We have a farm innovator it has an egg turner and thermometer with humidity also. This is my 5th try. The chick that was peeping died. I cracked open the rest of the eggs this afternoon there was 4 that had developed but did not hatch. The last three days kept the temp at 100 humidity between 65 to 70 . So does anyone know why I cannot have live chicks please help I am very discouraged.
I'm so sorry to hear that. I can absolutely help you pin point what's going wrong. So here's my list of questions so we can get to the bottom of this.
1) Do you have a seperate thermometer and hygrometer that is calibrated for accuracy that you used to check the readings on the incubator? (Incubator readings are notorious for being way off)
2) where are you getting your eggs? Are they shipped or local? What breed?
3) what were your temps and humidity for days 1-18? Your incubator is forced air?
post #5 of 7
Thread Starter 
I do not have another hygrometer but I do have another thermometer where would I get a calibrated hygrometer. I get my eggs from my own chickens I have two rooster a leghorn and a rhodisland red the ladies are some kind of pullets the first 1-18 days the temp was 100 to 102 the humidity 55 to 60 I don't think it's forced air how would I know that I sure hope you can help me
post #6 of 7
Thanks for the info! I've got a couple more questions now and then a bunch of info for you. First, a still air incubator has a heating element that heats up the incubator, it's usually somewhat uneven with hot & cold spots throughout the incubator. For a still air, temps need to be 101-102 taken at the top of the eggs. Forced air incubators have a heating element but also a fan the circulates the heat and distributes it evenly throughout the incubator. For forced air incubators the temps should be 99.5. Check and see if your incubator has a fan.

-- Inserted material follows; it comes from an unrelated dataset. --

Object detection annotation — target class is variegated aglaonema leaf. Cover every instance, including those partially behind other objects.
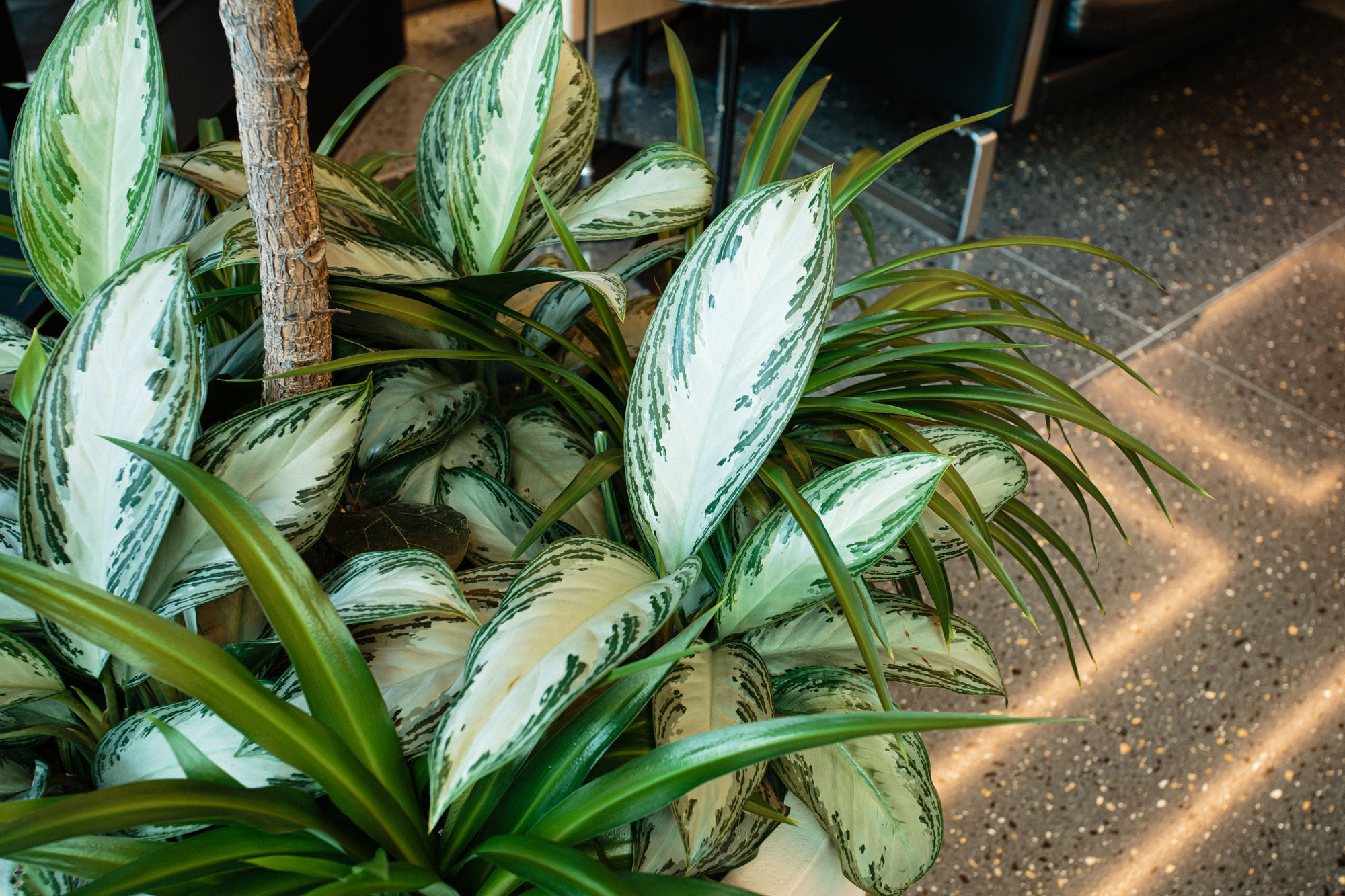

Second, you said that you have pullets. Have they been laying for a few months or are these eggs the first of what they've laid? When a pullet starts laying it is recommended to wait a couple months for the eggs to increase in size and quality before incubating them. But I've always had success with hatching young eggs but they can be a problem. It's good that you're hatching your own eggs, they are much easier then shipped eggs. And obviously they are fertile.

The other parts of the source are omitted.